Editorial

Balancing the books

11/16/2011

The city budget Toledo Mayor Mike Bell proposes for the 2012 fiscal year does not call for higher taxes, major cuts in vital services, or large-scale layoffs. But the mayor warns that keeping the budget balanced amid a persistent recession will demand further sacrifices, especially concessions from municipal unions. Easier said than done, no matter how valid.

The numbers in the operating budget the mayor introduced yesterday make clear that Toledo remains in fiscal trouble. Mr. Bell proposes general-fund spending next year of $235 million -- about the same amount the city spent in 2006. City officials expect $154.5 million in income-tax revenue in 2012 -- less than the city collected in 2003.

Because Gov.
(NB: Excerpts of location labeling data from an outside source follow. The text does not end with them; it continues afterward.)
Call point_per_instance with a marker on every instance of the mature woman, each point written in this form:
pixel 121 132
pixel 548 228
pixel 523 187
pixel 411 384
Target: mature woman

John Kasich and the Republican-controlled General Assembly balanced this year's state budget largely on the backs of local governments, state aid to Toledo will fall next year to a projected $13.8 million. That's a reduction of more than one-third from 2010.
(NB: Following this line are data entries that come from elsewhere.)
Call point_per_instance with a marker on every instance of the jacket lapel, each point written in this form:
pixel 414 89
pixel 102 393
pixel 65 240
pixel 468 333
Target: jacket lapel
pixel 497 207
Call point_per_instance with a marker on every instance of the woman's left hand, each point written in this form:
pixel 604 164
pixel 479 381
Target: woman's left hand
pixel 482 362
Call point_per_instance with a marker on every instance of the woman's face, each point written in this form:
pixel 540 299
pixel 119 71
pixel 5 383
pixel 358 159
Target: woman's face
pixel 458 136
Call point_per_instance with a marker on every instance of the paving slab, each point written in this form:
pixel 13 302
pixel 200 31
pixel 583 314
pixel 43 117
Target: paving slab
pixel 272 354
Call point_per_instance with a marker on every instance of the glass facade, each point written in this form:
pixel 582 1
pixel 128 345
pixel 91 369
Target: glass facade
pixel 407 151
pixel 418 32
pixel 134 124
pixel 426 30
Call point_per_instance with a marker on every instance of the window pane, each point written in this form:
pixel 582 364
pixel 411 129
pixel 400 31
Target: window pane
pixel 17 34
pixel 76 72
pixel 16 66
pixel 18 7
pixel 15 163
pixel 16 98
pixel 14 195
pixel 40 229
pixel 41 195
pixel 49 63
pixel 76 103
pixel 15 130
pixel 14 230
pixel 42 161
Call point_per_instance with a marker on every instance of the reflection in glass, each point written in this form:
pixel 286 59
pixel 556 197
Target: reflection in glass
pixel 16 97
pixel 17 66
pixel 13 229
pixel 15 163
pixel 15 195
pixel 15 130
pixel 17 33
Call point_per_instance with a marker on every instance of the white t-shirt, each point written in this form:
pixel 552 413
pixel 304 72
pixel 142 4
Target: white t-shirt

Mr. Bell projects a structural deficit -- a gap between spending needs and revenue that is built-in, not just temporary -- of nearly $11 million. He proposes to close the gap by shifting that amount to the general fund from the capital budget. He said in his budget message: "Money that could be used to pave streets and improve parks will instead largely be used to pay salaries and employee benefits."

Even then, the mayor says, city recreation programs will be cut. Job vacancies will be filled case by case, if at all. The city's efforts to privatize some services may lead to employee layoffs, he says, but "not to any large degree."

The city wants to reduce by 4 percent what it pays Lucas County and the Corrections Center of Northwest Ohio for the criminal-justice services they provide. The budgets for Toledo Municipal Court and its clerk's office will shrink.

The news isn't all bleak. The budget includes money for classes of 30 police officers and 30 firefighters to be hired next year, on top of the 50 officers added this year. The mayor says privatizing the city's tow-lot operations will raise money that will help put police on the streets.

Some of the assumptions on which the mayor has built the budget are precarious. He assumes the city will win concessions during its current bargaining with public-safety unions, despite the historic resistance to givebacks that the police and fire unions have displayed. Yet because employee compensation accounts for 80 percent of general-fund spending, it's hard to see a better alternative.

Given last week's thumping -- and proper -- defeat of Issue 2, which Mr. Bell supported, city unions may not feel in much of a mood to compromise with the mayor's administration. But public unions, in Toledo and across Ohio, assume at their peril that the vote on Issue 2 was an endorsement by taxpayers of the status quo in the way local governments operate. The large number of defeated local tax levies on the same ballot offers ample evidence to the contrary.

The city has not closed the books on this year's budget. If it does not erase a projected deficit this year of as much as $7 million, that means additional cuts next year.

The mayor wants city council to pass the budget by early January. As always, much will depend on the resolve that council members show -- or don't -- in the face of tough political decisions.

An effort to stack the council with union sympathizers in last week's election mostly failed. That outcome, it's to be hoped, will embolden council members to keep taxpayers' concerns first.

Mayor Bell is correct that the city needs "true structural change" to deliver the basic services Toledoans expect even in a bad economy. The budget debate, and the contract talks that will set its tone, will make clear to city taxpayers who is committed to change, and who is determined to do business as usual.